A lawmaker, if held guilty of crimes specified under the Representation of the People Act, will be disqualified immediately whereas an acquittal would ensure that all doubts about his continuance are put to rest, according to the court.
The order will ensure that politicians charged with serious crimes are not re-elected because their trials dragged. At present, a candidate can contest elections while being tried. The government estimates that there are around 2,000 cases involving MPs and MLAs pending in courts across the country.
“We accordingly direct that in cases of sitting MPs and MLAs, who have charges framed against them under offences of the Representation of the People Act, the trials are concluded as speedy as possible and in no case later than one year from the date of framing of charges,” a bench of Justices R M Lodha and Kurian Joseph said in its order in a PIL by NGO ‘Public Interest Foundation’.
The bench also ordered that trials in such cases must be conducted daily.
If the trials fail to conclude within one year due to “extraordinary circumstances”, the court said the trial judge would submit a report with the chief justice of the concerned high court, apprising the court of the “special reasons” for the delay.

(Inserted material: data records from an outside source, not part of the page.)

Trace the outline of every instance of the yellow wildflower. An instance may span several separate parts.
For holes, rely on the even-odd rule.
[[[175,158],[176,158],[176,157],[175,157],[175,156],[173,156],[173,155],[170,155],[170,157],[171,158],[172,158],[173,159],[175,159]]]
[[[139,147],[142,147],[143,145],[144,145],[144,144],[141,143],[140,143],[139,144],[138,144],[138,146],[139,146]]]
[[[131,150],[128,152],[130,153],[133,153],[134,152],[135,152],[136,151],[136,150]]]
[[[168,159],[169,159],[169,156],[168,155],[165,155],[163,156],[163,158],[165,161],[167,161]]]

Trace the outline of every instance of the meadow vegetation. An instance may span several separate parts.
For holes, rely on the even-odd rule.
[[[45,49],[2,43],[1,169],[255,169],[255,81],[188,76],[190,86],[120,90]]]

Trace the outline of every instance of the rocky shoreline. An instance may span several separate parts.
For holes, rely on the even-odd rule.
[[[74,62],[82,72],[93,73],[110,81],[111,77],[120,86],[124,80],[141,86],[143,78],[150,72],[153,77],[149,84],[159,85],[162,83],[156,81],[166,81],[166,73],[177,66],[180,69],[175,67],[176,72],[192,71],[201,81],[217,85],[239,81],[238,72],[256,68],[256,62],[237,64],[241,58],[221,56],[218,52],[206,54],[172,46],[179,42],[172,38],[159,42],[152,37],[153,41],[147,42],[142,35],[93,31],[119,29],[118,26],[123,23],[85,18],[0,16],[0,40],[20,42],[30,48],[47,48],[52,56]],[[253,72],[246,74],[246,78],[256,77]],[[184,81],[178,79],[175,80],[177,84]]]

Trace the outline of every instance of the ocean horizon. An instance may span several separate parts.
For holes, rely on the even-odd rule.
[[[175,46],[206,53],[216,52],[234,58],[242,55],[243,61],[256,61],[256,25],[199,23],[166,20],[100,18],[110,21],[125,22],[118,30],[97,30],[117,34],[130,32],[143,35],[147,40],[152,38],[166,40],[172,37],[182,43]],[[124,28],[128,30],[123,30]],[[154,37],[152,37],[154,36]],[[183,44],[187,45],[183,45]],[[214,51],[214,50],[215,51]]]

“It is observed that in such situations, the chief justice may issue appropriate directions to the concerned court for expediting the trial,” the court added.
The bench passed this order as it was convinced that speeding up the trial was in the interest of justice for all stakeholders since it would guarantee timely disqualification of a lawmaker as well as secure the fundamental right of speedy justice to the accused.
The bench also impressed upon Additional Solicitor General Paras Kuhad, who appeared for the Centre, to increase the budgetary allocation for the judiciary so that it gets adequate infrastructure.
“We would want you (Centre) to have more funds so that there are more courts, more number of judges and sufficient infrastructure. Speedy justice is an important facet of Article 21 (right to life and liberty). We think all trials should be completed within one year and cases of MPs and MLAs are not seen as exception. Till we can do that, we should start from somewhere at least,” the bench said.
While passing the order, the bench also took into account a recommendation made by the Law Commission, which has opined that MPs and MLAs, charged by the trial court with crimes entailing more than five years’ jail term, should be disqualified.
The court was initially reluctant to pass any order in the PIL due to poll dates being announced but noted during the course of hearing that a directive for speeding up trials would only ensure better administration of justice.
On the issue of specifying additional grounds for disqualifying a lawmaker, the bench said it wished to “tread with caution” so that it did not step into legislative domain.
“We must not cross the line on this issue. Although there are no formal lines drawn between different institutions, our constitution provides for separation of power. We don’t want to encroach upon the domain of the legislature by passing any orders on disqualification,” it said and posted the matter after six weeks to adjudicate the issue on additional grounds for disqualification.
The court will also on the next date deliberate over bringing in some amendments in the RP Act to make filing false affidavits by candidates a more serious crime.